Lily’s Story by Don Gutteridge is an intriguing account of one woman’s life that shows how her identity grows and changes from her rural beginnings through old age.
The book begins with Lily as a child at home in her parents’ cabin in Ontario in 1845. From there the story traces the highs and lows of her life, from her early adulthood, to marriage, raising children, all the way until she faces the end of her life. Gutteridge weaves in historical events both small (like the growth of communities and societies) and large (the Great War).

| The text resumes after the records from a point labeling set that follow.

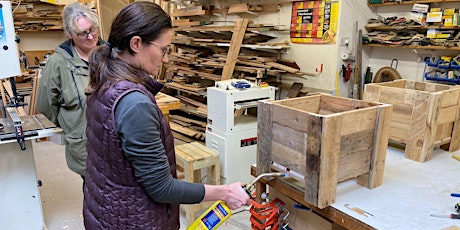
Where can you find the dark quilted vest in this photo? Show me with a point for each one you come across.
(113, 199)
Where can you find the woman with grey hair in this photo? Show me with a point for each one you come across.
(64, 78)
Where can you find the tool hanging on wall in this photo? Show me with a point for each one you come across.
(387, 73)
(346, 72)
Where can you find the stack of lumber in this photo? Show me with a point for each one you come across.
(37, 17)
(206, 51)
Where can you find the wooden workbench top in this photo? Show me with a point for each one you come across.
(410, 193)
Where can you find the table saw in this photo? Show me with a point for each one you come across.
(21, 204)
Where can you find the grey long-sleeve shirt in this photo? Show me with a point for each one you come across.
(137, 123)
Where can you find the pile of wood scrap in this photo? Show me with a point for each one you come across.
(187, 129)
(30, 17)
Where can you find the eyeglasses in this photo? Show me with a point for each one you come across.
(84, 34)
(164, 49)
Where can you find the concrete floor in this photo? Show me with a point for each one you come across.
(62, 196)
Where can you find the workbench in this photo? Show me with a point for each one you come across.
(410, 193)
(21, 204)
(167, 103)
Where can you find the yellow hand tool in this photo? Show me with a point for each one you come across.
(219, 212)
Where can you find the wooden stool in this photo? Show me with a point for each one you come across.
(192, 157)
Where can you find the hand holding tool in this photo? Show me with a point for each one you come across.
(451, 216)
(455, 194)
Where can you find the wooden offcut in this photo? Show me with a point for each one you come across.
(234, 50)
(425, 115)
(326, 140)
(192, 158)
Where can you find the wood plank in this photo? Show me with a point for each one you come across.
(329, 159)
(283, 67)
(190, 13)
(314, 160)
(234, 49)
(288, 148)
(294, 91)
(311, 105)
(264, 142)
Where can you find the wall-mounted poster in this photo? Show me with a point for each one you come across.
(314, 21)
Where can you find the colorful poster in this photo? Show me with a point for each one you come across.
(314, 21)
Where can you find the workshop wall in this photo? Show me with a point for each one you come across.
(410, 61)
(47, 40)
(353, 16)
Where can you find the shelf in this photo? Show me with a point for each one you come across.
(373, 28)
(410, 2)
(451, 80)
(415, 47)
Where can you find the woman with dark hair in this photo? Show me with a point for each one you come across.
(131, 169)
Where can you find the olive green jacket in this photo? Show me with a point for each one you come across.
(62, 100)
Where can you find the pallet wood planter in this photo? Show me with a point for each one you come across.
(325, 139)
(425, 115)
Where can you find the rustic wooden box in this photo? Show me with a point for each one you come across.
(325, 139)
(425, 115)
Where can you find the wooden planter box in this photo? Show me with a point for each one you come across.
(324, 139)
(425, 115)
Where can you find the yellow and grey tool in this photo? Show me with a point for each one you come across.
(219, 212)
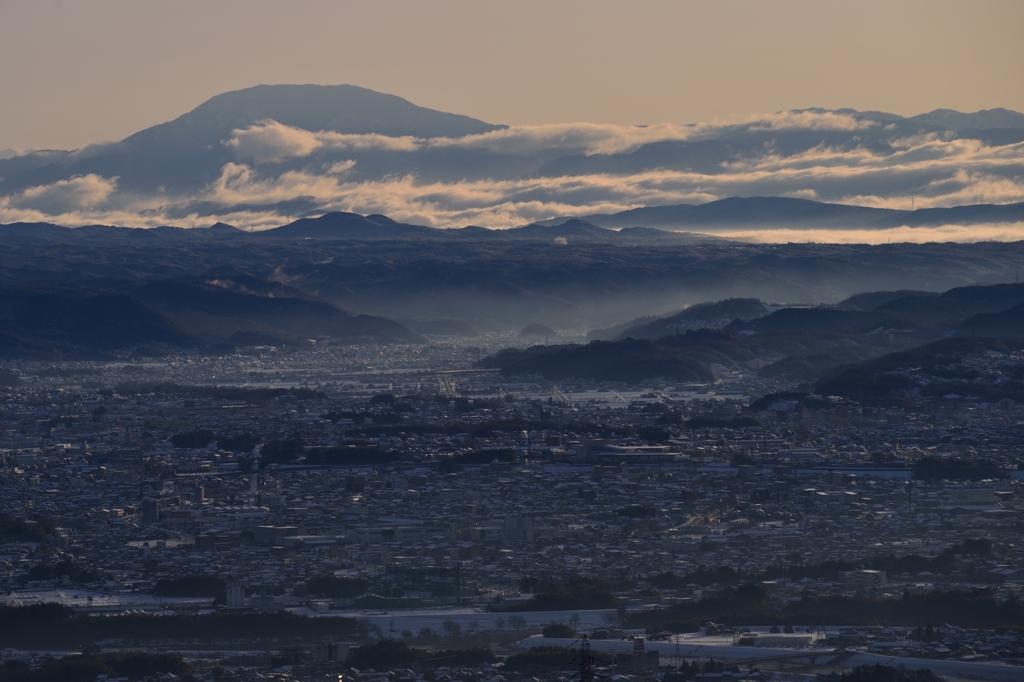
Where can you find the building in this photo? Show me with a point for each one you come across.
(863, 580)
(638, 662)
(236, 596)
(151, 511)
(519, 530)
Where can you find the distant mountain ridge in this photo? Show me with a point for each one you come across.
(641, 224)
(295, 152)
(787, 212)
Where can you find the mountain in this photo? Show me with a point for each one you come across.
(579, 275)
(983, 120)
(279, 154)
(802, 343)
(340, 225)
(188, 153)
(945, 368)
(88, 320)
(341, 109)
(47, 324)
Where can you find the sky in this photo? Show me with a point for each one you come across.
(75, 72)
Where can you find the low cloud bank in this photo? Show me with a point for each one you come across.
(280, 166)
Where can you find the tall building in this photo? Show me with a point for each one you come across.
(519, 530)
(151, 510)
(236, 596)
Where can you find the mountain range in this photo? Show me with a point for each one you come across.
(852, 350)
(271, 155)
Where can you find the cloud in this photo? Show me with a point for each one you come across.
(963, 233)
(810, 120)
(81, 192)
(330, 171)
(271, 141)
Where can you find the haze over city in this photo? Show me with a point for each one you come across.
(511, 342)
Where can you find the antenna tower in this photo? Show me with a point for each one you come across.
(586, 661)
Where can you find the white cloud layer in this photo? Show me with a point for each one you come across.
(323, 169)
(84, 192)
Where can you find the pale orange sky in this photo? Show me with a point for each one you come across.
(76, 72)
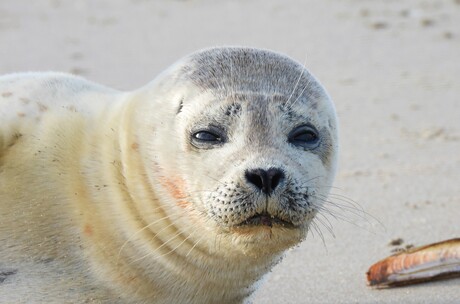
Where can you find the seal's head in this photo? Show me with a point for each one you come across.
(248, 142)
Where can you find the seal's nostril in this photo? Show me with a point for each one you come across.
(265, 180)
(276, 176)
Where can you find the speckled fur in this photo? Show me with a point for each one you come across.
(104, 199)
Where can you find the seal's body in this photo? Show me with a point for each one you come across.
(187, 190)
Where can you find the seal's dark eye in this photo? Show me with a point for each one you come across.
(304, 136)
(207, 136)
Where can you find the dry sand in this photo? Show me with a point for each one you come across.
(392, 67)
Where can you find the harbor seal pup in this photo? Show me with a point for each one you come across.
(187, 190)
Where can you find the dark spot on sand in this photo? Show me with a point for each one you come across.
(396, 242)
(42, 107)
(5, 273)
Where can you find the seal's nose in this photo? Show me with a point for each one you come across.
(265, 180)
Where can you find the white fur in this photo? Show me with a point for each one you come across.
(102, 198)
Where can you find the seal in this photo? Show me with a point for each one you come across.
(187, 190)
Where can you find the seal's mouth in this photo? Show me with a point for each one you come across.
(265, 219)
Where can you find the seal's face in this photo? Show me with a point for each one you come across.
(259, 144)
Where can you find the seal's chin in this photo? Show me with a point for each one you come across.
(265, 219)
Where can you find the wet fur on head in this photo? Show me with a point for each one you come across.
(186, 190)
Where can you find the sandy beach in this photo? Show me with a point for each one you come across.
(391, 67)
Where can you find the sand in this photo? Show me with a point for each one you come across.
(392, 68)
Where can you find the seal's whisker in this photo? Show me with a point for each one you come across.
(194, 245)
(139, 231)
(351, 207)
(326, 224)
(318, 231)
(161, 246)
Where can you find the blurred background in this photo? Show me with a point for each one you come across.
(392, 67)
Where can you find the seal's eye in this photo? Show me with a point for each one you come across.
(304, 136)
(208, 138)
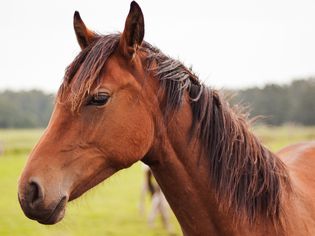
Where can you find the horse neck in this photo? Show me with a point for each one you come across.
(182, 168)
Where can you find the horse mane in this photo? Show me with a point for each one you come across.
(248, 180)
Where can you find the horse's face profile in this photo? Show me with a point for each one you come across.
(99, 125)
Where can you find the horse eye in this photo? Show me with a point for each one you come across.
(98, 99)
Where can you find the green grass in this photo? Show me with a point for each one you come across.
(109, 209)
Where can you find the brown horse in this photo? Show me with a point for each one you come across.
(121, 101)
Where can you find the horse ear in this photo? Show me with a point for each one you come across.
(133, 33)
(84, 36)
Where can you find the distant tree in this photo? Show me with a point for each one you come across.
(281, 104)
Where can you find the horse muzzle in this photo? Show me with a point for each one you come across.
(36, 205)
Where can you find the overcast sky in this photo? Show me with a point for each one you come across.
(229, 43)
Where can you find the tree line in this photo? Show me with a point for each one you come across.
(279, 104)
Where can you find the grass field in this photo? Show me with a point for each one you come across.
(109, 209)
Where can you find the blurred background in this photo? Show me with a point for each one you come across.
(261, 51)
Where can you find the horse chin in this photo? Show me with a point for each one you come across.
(57, 214)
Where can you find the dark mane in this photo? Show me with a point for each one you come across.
(248, 180)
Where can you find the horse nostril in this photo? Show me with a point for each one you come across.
(35, 193)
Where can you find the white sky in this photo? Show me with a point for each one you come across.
(229, 43)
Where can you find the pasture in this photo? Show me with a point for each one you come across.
(109, 209)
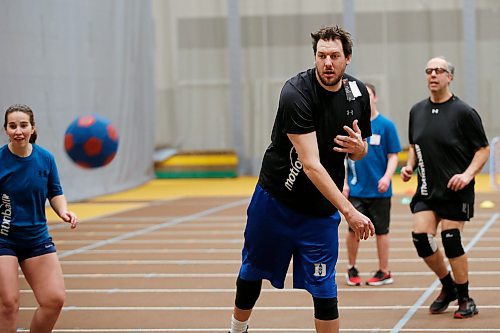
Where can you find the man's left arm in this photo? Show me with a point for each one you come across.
(459, 181)
(352, 144)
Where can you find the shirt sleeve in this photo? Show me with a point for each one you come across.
(297, 111)
(473, 130)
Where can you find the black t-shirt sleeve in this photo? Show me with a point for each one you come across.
(297, 111)
(473, 130)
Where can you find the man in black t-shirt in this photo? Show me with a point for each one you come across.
(449, 147)
(323, 116)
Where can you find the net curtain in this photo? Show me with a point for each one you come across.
(71, 58)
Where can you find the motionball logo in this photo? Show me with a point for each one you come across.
(295, 168)
(6, 209)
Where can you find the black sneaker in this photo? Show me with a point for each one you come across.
(380, 278)
(466, 308)
(352, 277)
(443, 300)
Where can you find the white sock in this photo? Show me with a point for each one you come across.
(238, 326)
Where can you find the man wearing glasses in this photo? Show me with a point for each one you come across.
(449, 147)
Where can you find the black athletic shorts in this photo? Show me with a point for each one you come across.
(376, 209)
(23, 253)
(449, 210)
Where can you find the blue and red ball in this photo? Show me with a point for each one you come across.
(91, 141)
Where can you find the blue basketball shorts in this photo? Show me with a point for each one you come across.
(274, 234)
(23, 253)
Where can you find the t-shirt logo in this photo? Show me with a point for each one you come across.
(6, 211)
(295, 168)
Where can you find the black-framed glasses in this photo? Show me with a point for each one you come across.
(438, 70)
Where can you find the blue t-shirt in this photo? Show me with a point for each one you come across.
(25, 185)
(363, 175)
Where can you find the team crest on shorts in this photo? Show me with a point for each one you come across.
(320, 269)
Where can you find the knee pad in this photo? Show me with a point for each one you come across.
(325, 308)
(247, 293)
(424, 243)
(452, 243)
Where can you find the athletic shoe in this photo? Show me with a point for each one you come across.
(352, 277)
(380, 278)
(466, 308)
(443, 300)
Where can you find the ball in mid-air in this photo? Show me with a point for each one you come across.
(91, 141)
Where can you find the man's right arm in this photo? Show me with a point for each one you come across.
(306, 146)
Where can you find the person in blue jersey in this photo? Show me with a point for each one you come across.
(448, 147)
(323, 116)
(369, 188)
(28, 178)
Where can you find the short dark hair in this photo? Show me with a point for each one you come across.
(372, 88)
(332, 33)
(24, 109)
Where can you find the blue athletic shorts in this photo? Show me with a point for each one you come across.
(274, 234)
(23, 253)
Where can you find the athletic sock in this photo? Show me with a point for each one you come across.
(447, 282)
(463, 290)
(238, 326)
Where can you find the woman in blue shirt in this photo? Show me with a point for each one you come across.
(28, 177)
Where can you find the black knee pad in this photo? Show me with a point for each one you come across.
(247, 293)
(452, 243)
(425, 244)
(325, 308)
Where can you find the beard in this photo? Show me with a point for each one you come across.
(329, 82)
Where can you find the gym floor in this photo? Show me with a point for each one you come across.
(164, 257)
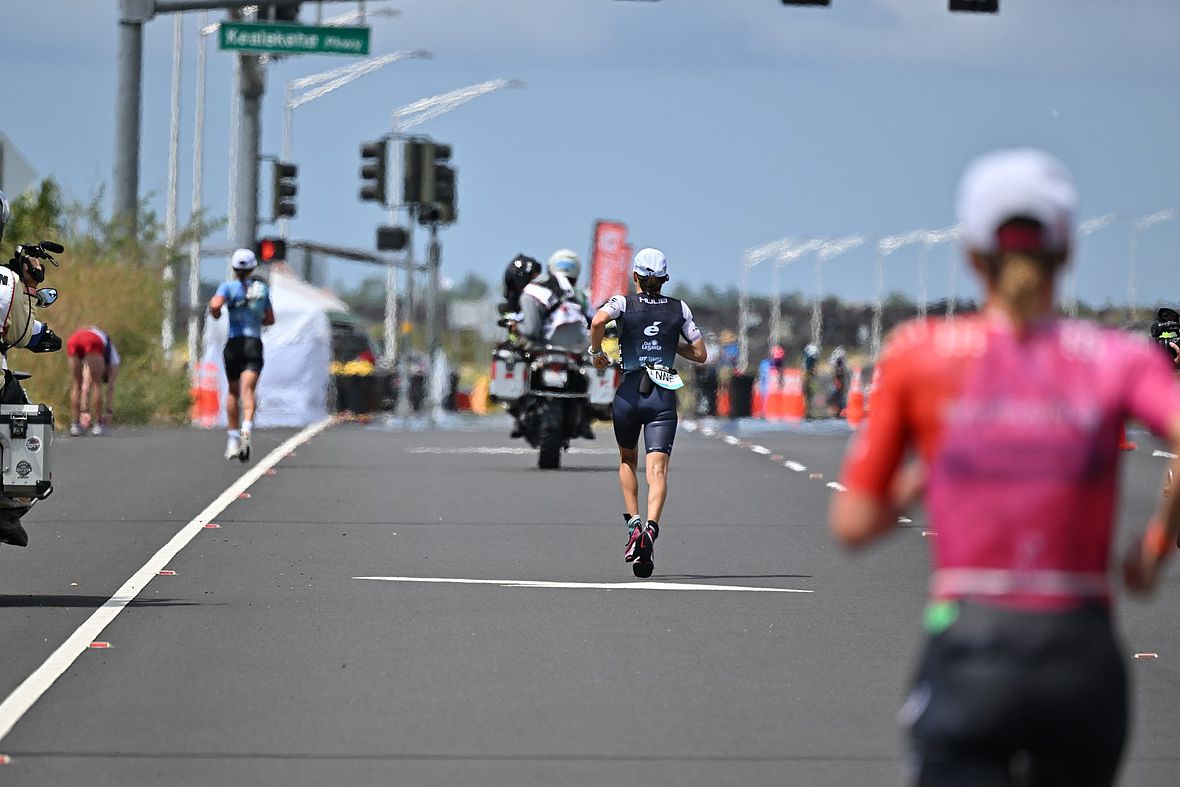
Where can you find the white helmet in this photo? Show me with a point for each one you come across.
(566, 263)
(243, 260)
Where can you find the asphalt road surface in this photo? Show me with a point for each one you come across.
(427, 608)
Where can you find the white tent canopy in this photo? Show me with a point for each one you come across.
(293, 388)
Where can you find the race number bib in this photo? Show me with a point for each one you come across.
(666, 378)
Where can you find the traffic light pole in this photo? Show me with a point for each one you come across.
(249, 84)
(433, 260)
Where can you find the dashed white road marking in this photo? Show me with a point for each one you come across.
(31, 689)
(588, 585)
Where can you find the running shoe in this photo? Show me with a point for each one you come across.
(635, 530)
(644, 544)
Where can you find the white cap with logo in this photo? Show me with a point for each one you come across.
(650, 262)
(1016, 183)
(243, 260)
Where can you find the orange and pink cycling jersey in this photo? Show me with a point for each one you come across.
(1018, 434)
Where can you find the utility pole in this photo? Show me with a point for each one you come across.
(129, 91)
(128, 107)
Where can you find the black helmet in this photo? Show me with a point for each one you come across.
(522, 270)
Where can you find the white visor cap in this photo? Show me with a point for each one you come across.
(243, 260)
(650, 262)
(1016, 183)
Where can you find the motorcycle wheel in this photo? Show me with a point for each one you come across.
(549, 440)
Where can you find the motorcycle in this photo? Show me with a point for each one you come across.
(26, 430)
(549, 392)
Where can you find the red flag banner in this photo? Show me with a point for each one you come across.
(610, 263)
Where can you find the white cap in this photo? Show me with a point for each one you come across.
(1016, 183)
(243, 260)
(650, 262)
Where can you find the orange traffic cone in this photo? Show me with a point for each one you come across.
(1123, 443)
(856, 410)
(793, 395)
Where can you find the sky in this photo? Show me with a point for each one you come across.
(708, 126)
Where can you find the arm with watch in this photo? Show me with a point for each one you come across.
(597, 333)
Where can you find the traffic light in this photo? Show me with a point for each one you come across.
(284, 13)
(392, 238)
(445, 194)
(437, 194)
(412, 171)
(283, 189)
(271, 249)
(976, 6)
(374, 157)
(433, 155)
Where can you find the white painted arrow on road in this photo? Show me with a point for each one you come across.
(587, 585)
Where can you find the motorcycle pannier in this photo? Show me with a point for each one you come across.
(510, 376)
(26, 435)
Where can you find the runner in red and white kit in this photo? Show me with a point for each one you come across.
(1015, 418)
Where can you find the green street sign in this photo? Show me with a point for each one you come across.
(293, 39)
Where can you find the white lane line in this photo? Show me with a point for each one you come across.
(31, 689)
(587, 585)
(498, 450)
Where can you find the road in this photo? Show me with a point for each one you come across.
(427, 608)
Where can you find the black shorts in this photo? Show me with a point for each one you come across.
(655, 413)
(1002, 693)
(242, 354)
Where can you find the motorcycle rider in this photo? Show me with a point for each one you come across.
(651, 327)
(19, 279)
(555, 312)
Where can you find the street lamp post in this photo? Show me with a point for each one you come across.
(323, 83)
(406, 117)
(1089, 227)
(930, 240)
(826, 251)
(1136, 227)
(885, 247)
(752, 258)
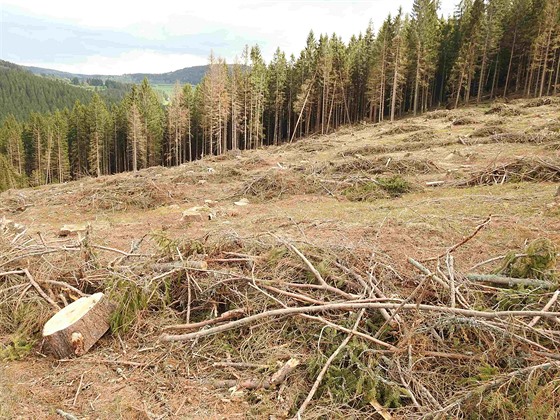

While Lily’s life and times are worlds away from today’s—a delight for historical fiction lovers—the novel features wholly relatable characters, especially Lily. Her ingenuity, joy, grief, and frustration resonate with the heart of human experience. Since the book traces her life over decades, the most gripping theme is how identity changes, grows and evolves—sometimes slowly and naturally, sometime more quickly and forcefully. The idea of finding out who we are and learning about the people who came before us pulls the narrative forward through all its seasons. The end has a sense of coming full circle—a satisfying wholeness that opens a resonating feeling rather than clipping off loose ends.
The novel contains some familiar, well-loved historical fiction elements of the pioneer lifestyle: from primitive births to difficult travel. But the heart is the network of family and friendships—and friends who are like family—necessary for life in all places and eras, but especially for the remote, high stakes prairie life.
Gutteridge favors simple language and often short sentences, giving the book an inviting plain-spokenness, with depth of insight and no pretension. This style takes root from the opening lines: “Something stirred in the darkness ahead. It made no sound, as yet. But it was present, and alive, or coming alive: she always knew. She did.” He also gives the characters distinct voices marked with colorful phrasing “I want that water hot enough to boil a baker’s bowlin’ balls.”
While the book as a whole is quite lengthy, it’s broken into two books, each divided one into several parts, then into fifty-nine total chapters. This structure keeps the plot and pace moving forward, and allows Gutteridge to transition from place to place and person to person without wasting words. The size and scope of the book will appeal to historical fiction fans who relish detail and development over fast pace and brevity.
Lily’s Story is a satisfying look at one life as it crosses many eras.